Jan 6, 2025 Accountancy Faculty Research in Education
Gies researcher uses novel approach to uncover prevalence of earnings manipulation
Everybody knows accounting fraud exists, but outside a court of law or a federal investigation, it’s difficult to get anyone to admit to it. You can’t just take a poll of random CFOs and ask, “Have you ever committed fraud?”
Or can you?
As far as Gies College of Business professor Alex Vandenberg knew, no one had actually attempted to ask accounting executives whether they have manipulated financial reports. So he and two colleagues, Nicole L. Cade and Joshua L. Gunn, both of the University of Pittsburgh, decided to give it a try, for science.
“I believe researchers have avoided asking executives about their involvement with earnings manipulations because executives could simply lie, so why bother?” said Vandenberg, an assistant professor of accountancy. “Because executives are often the only people who know that earnings have been manipulated, we thought it would be worthwhile to at least try asking executives directly about whether they have manipulated earnings.”
But the researchers designed a second, simultaneous test to get answers just in case direct questioning didn’t work – a novel method known as the list experiment.
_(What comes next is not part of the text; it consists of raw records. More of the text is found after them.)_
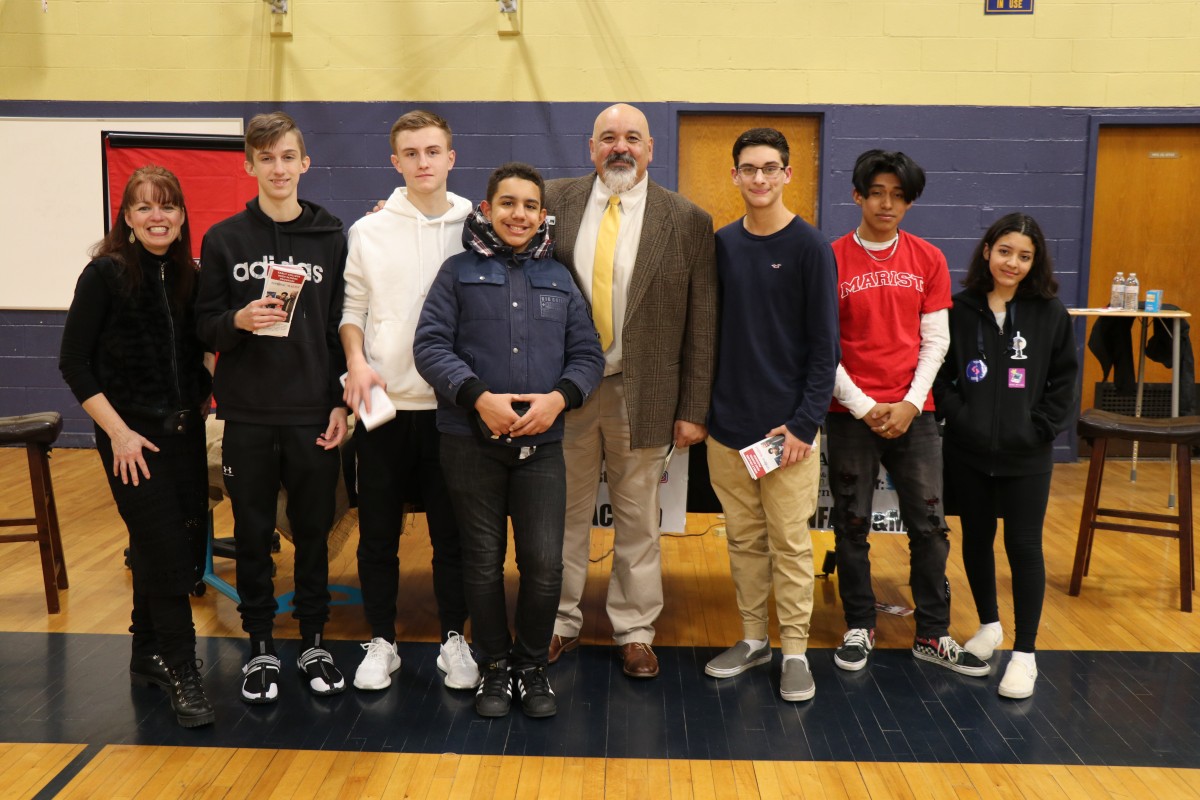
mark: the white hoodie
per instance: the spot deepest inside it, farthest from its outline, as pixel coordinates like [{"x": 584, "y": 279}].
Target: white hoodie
[{"x": 394, "y": 257}]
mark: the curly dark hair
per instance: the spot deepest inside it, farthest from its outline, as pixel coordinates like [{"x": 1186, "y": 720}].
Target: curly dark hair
[
  {"x": 876, "y": 162},
  {"x": 1039, "y": 282},
  {"x": 515, "y": 169}
]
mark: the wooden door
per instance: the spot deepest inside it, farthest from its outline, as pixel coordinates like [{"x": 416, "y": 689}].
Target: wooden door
[
  {"x": 1146, "y": 182},
  {"x": 706, "y": 157}
]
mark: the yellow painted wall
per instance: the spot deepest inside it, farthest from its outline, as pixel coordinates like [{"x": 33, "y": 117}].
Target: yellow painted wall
[{"x": 843, "y": 52}]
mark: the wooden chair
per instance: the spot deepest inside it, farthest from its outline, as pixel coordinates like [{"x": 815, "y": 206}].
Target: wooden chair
[
  {"x": 1097, "y": 427},
  {"x": 37, "y": 432}
]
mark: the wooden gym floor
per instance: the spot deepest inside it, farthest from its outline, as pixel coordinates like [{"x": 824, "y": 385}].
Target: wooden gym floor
[{"x": 1116, "y": 711}]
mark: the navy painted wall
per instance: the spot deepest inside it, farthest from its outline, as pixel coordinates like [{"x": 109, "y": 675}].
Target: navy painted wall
[{"x": 982, "y": 162}]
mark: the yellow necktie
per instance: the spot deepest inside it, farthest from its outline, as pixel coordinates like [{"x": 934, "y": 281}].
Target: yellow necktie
[{"x": 601, "y": 271}]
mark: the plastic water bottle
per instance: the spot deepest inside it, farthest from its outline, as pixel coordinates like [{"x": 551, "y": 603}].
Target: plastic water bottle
[
  {"x": 1116, "y": 298},
  {"x": 1132, "y": 292}
]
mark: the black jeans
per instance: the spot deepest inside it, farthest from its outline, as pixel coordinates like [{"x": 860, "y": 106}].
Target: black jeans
[
  {"x": 257, "y": 459},
  {"x": 1021, "y": 501},
  {"x": 399, "y": 463},
  {"x": 915, "y": 464},
  {"x": 167, "y": 518},
  {"x": 487, "y": 485}
]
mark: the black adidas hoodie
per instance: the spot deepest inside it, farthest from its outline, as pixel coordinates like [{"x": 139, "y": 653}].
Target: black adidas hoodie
[
  {"x": 267, "y": 379},
  {"x": 1005, "y": 423}
]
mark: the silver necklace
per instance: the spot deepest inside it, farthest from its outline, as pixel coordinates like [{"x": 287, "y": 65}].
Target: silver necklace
[{"x": 895, "y": 246}]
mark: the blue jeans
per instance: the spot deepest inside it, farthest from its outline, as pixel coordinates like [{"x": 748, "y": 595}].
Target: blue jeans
[
  {"x": 915, "y": 463},
  {"x": 489, "y": 483}
]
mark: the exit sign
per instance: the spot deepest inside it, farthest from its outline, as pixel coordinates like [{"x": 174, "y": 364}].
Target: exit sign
[{"x": 1008, "y": 6}]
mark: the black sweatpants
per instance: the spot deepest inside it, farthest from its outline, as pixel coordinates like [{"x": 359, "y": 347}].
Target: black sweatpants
[
  {"x": 257, "y": 459},
  {"x": 397, "y": 464}
]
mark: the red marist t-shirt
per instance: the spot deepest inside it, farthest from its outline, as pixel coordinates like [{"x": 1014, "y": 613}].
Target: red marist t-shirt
[{"x": 880, "y": 301}]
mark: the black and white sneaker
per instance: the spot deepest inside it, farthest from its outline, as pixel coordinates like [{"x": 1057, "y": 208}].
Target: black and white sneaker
[
  {"x": 856, "y": 647},
  {"x": 317, "y": 667},
  {"x": 261, "y": 680},
  {"x": 945, "y": 651},
  {"x": 493, "y": 698},
  {"x": 537, "y": 696}
]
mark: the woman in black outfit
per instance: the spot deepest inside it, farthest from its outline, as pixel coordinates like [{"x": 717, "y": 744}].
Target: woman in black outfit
[
  {"x": 1006, "y": 390},
  {"x": 131, "y": 358}
]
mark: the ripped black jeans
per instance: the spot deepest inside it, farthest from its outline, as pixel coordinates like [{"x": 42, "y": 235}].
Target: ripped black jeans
[{"x": 915, "y": 464}]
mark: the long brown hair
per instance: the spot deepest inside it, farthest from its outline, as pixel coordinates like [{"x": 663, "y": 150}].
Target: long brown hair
[
  {"x": 162, "y": 187},
  {"x": 1039, "y": 282}
]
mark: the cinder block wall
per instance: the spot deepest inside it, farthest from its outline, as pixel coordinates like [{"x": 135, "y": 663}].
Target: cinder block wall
[{"x": 997, "y": 109}]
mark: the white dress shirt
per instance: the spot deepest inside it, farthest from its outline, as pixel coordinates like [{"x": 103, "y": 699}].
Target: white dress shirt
[{"x": 633, "y": 212}]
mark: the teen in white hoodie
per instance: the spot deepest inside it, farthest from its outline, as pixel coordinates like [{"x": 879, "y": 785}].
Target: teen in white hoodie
[{"x": 394, "y": 257}]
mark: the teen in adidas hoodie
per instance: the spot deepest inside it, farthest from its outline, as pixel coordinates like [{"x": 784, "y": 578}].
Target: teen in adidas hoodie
[{"x": 280, "y": 396}]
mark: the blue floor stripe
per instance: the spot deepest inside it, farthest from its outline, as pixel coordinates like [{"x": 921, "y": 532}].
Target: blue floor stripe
[{"x": 1116, "y": 709}]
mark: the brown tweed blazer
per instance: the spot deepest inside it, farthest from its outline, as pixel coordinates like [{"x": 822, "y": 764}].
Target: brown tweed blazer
[{"x": 670, "y": 328}]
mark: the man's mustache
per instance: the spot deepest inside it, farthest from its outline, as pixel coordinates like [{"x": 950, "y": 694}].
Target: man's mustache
[{"x": 621, "y": 158}]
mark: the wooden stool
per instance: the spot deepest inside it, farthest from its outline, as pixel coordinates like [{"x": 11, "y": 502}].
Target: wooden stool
[
  {"x": 1097, "y": 427},
  {"x": 37, "y": 432}
]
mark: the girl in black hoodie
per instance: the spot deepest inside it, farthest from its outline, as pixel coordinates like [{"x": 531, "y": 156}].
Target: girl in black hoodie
[{"x": 1006, "y": 390}]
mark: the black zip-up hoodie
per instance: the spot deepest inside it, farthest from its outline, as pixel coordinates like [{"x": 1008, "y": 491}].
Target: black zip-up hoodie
[
  {"x": 267, "y": 379},
  {"x": 1006, "y": 422},
  {"x": 137, "y": 349}
]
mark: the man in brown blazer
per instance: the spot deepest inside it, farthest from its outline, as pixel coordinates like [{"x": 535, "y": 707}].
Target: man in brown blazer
[{"x": 645, "y": 259}]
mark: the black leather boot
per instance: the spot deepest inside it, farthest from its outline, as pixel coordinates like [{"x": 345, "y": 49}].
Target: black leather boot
[
  {"x": 187, "y": 699},
  {"x": 149, "y": 671}
]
Gunn had learned about it while browsing Twitter (now known as X); it had been used in a study to measure the prevalence of atheists, but the three accountants immediately saw its potential for a fraud study.
In a list experiment, the researchers give participants a series of true-false statements. For the control group, all the statements are innocuous things like, “I have children,” or “I take the bus to work.” The experimental treatment group gets those same statements, too, and then one more like, “I have committed accounting fraud.” By comparing the average number of statements rated as “true” between the two groups, the researchers are able to infer the proportion of executives who responded “true” to the fraud question.
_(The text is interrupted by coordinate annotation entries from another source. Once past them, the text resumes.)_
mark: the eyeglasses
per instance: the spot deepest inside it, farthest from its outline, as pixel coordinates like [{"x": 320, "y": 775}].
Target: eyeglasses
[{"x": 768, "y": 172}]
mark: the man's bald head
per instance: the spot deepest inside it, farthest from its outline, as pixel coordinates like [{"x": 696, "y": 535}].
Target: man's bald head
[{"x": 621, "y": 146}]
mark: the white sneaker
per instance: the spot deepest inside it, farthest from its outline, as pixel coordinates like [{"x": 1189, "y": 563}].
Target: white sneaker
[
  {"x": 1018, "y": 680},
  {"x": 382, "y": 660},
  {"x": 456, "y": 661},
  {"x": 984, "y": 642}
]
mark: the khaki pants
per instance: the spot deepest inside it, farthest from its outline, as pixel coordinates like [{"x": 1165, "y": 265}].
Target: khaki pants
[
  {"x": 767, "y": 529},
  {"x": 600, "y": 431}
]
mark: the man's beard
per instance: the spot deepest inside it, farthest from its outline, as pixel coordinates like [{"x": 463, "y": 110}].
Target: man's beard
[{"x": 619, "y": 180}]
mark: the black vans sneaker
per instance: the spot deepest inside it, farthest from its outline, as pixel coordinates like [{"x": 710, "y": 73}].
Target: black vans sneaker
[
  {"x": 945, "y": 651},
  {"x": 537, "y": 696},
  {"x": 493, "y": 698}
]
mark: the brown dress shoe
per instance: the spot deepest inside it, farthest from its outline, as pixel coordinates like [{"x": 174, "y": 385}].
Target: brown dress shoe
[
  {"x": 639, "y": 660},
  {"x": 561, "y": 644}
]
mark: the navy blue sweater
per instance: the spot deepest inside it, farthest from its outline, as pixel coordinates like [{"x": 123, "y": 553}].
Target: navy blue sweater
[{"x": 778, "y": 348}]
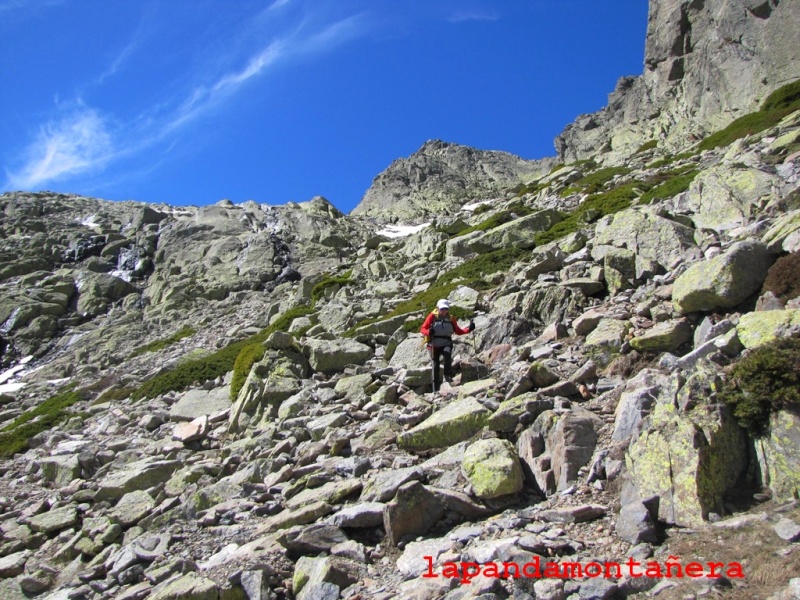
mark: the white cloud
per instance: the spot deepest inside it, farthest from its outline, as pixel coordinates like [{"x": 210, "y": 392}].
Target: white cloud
[
  {"x": 78, "y": 143},
  {"x": 278, "y": 4},
  {"x": 476, "y": 15},
  {"x": 203, "y": 98}
]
One difficulty with this method is that it requires a lot of responses for researchers to be confident that the difference in the average number of statements rated as “true” between the control and treatment group is due to executives admitting to fraud. Collecting sufficient data for the experiment to be worthwhile takes a lot of time and money.
Fortunately, Vandenberg, Cade, and Gunn could justify these upfront costs because prior to collecting responses, their study received in-principle acceptance via the Journal of Accounting Research’s registered-report editorial process. So long as the researchers adhered to their planned procedures, their study was set to be published in the Journal of Accounting Research. The completed study titled “Measuring the Prevalence of Earnings Manipulations: A Novel Approach” is now published in the journal.
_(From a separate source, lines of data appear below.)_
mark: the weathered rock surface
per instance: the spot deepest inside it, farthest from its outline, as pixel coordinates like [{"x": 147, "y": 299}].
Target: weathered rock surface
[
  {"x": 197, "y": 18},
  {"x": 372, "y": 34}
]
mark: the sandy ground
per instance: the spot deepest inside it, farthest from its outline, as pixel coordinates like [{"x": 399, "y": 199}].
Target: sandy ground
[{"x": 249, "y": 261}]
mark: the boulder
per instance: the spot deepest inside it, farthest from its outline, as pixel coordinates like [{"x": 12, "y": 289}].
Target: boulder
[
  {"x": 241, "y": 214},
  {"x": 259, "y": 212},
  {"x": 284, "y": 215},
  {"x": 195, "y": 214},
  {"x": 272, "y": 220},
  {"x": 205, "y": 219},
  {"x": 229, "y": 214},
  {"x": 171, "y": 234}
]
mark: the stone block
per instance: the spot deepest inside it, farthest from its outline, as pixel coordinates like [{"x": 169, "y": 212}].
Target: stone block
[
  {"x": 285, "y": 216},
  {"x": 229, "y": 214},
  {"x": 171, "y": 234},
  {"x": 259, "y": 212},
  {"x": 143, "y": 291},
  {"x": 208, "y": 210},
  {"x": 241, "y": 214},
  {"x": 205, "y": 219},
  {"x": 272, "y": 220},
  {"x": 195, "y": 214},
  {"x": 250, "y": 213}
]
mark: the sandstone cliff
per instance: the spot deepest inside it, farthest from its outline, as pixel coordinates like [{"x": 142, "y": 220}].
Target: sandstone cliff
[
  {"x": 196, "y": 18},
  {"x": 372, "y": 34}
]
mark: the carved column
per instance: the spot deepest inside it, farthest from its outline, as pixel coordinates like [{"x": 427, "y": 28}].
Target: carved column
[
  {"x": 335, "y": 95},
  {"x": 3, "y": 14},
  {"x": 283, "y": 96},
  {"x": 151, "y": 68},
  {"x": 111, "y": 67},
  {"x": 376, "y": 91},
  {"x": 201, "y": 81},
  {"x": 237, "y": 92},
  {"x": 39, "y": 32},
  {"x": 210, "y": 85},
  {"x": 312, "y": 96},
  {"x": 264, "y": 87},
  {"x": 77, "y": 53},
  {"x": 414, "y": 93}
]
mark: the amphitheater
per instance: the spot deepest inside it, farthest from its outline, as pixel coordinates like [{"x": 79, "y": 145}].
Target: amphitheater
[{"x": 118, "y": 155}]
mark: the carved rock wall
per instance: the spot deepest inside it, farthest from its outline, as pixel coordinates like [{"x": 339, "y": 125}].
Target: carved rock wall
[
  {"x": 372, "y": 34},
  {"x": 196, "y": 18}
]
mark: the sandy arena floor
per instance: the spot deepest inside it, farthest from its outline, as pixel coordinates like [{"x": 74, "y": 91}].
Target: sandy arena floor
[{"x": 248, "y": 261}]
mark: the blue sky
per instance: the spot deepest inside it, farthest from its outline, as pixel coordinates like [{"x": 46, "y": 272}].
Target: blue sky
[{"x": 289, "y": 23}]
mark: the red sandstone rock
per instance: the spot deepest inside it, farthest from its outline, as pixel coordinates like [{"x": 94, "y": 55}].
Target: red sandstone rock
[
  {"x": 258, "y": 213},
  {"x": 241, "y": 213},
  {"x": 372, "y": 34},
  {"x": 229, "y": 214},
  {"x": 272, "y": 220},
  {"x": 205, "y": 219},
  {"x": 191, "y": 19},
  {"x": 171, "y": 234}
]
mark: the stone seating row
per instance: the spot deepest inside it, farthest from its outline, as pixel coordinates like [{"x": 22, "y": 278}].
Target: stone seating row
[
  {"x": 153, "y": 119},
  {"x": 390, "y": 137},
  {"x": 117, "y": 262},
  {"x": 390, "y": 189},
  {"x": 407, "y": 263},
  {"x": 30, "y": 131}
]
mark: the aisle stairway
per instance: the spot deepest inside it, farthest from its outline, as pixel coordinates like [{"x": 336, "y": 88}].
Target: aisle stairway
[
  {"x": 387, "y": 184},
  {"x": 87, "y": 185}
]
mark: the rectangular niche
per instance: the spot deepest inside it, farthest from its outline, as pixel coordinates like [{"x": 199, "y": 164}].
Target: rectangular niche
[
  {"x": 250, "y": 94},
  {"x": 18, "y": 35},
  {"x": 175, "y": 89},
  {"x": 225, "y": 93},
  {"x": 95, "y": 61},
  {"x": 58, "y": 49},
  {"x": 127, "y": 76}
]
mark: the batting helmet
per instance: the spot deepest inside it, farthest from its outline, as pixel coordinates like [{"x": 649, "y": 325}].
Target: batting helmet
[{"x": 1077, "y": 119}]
Much to their surprise, of the executives who were asked directly about different forms of earnings manipulation, approximately 27% report that their company manipulated earnings (excluding fraud) in some way in the last five years. “It was a bit shocking to us to find that so many executives were willing to outright admit to some of these manipulations,” Vandenberg said
While no executive directly admitted to fraud (formally defined, Vandenberg said, as “material misrepresentation with the intent to mislead”), results of the list experiment suggest that 12.4% of Russell 3000 companies may have committed financial statement fraud at least once in the last five years.
To form these estimates, they had to solve the problem of getting busy executives to respond. At first they tried reaching out to executives through email or LinkedIn, but that approach didn’t yield many responses; email and DMs are too easy to ignore. So instead they turned to a more old-fashioned method: the mail.
The researchers sent out more than 7,500 research requests in the form of padded mailers — hand-stuffed, with the aid of research assistants — to top-level executives from the Russell Index, a list of the 3000 largest companies in the US stock market. The executives were randomly selected to participate either in the survey or the control or experimental group of the list experiment. They could respond via mail or electronically with a QR code. They were promised complete confidentiality in the form of a signed one-way NDA; in addition, the researchers promised to make a donation to the American Cancer Society for each response.
One of the more delicate parts of the operation was wording the specific descriptions of each form of earnings manipulation so that there could be confusion about what the researchers were asking about. “If you precisely define each form of earnings manipulation,” Vandenberg explained, “it helps ensure that executives understand the question and importantly, it limits executives’ ability to rationalize their way out of admitting to something by exploiting ambiguity in the wording of the question.”
In addition to accounting fraud, the executives were also asked about real earnings management, disclosure obfuscation, accrual-based earnings management, and material omission, all of which occupy an ethically gray area that is not necessarily strictly illegal. It took several months to collect all the responses. The researchers’ recruitment efforts yielded a response rate of 12.9%, which is higher than most comparable accounting studies.
Vandenberg and his colleagues believe their findings further our understanding of the prevalence of earnings manipulations and demonstrate some potentially useful research approaches for future researchers.